After a series of pestering cyber-attacks, Iran is threatening to unplug the Internet altogether.

At some point, enough is enough. I remember one time my cousins and I were gathered around an old 24 inch CRTV in our grandma’s basement playing Super Smash Brothers on a Nintendo Game Cube. With four spots open and six cousins huddled around the television, taking turns was no fun and waiting for the decision to be made at the end of the match who would give up their controller was often heated and led to some of the most grizzly and intense fights involving nine year old boys I have ever witnessed. Our parents would come down and break up the fights, bring us upstairs for board games, or just let us solve the matter on our own. One time however, a particularly brutal fight occurred resulting in one of our aunts storming the stuffy game den and seizing the Game Cube, which she falsely referred to as a “Super Nintendo,” and the rest of our family reunion was spent reenacting and emulating battles from Super Smash Brothers.


It seems Reza Taqipour, Iran’s minister of communication and information technology, is staging the same sort of end-all solution for Iran’s Internet connectivity after the continuous bombardment from Israeli and US virtual armies launching cyber-attacks. Taqipour has officially labeled the World Wide Web as “untrustworthy” and recently announced the regimes plans of disconnecting main government ministries from the web by September.
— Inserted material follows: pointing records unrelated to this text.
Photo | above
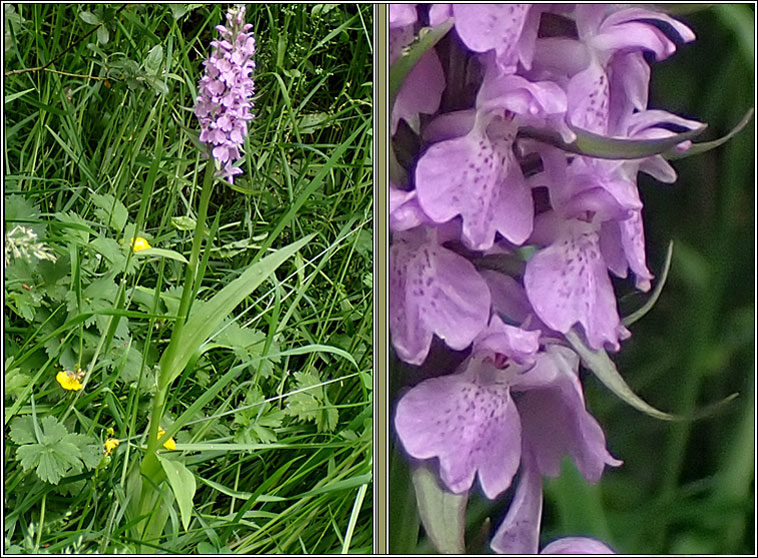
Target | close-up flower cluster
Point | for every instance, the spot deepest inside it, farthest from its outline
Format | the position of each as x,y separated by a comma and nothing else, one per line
224,106
507,227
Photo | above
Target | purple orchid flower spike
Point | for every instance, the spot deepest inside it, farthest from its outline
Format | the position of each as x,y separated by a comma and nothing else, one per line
604,71
567,282
405,212
226,89
509,30
477,175
422,89
433,290
519,531
472,423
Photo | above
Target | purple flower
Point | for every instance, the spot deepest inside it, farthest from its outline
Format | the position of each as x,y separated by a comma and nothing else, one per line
433,290
567,282
422,88
472,423
506,29
519,531
226,89
477,175
607,58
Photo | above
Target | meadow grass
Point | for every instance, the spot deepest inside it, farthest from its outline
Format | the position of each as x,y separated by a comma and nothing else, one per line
274,412
685,487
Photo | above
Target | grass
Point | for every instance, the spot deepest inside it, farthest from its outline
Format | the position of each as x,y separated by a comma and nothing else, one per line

Iran’s systems are frequently hit with high powered viruses which wreak all sorts of havoc on their systems ranging from its banks to, most famously, its nuclear programs. Mikko Hypponen, the chief research officer of the Finnish computer security firm F-Secure, received an email from a scientist working for the Atomic Energy Agency of Iran. In the email, the scientist explained that one of Iran’s nuclear facilities had, “once again been compromised and attacked by a new worm with exploits which have shut down our automation network at Natanz and another facility Fordo near Qom.” The email continues, “According to the email our cyber experts sent to our teams, they believe a hacker tool Metasploit was used. The hackers had access to our VPN. The automation network and Siemens hardware were attacked and shut down. I only know very little about these cyber issues as I am scientist not a computer expert. There was also some music playing randomly on several of the workstations during the middle of the night with the volume maxed out. I believe it was playing ‘Thunderstruck’ by AC/DC.”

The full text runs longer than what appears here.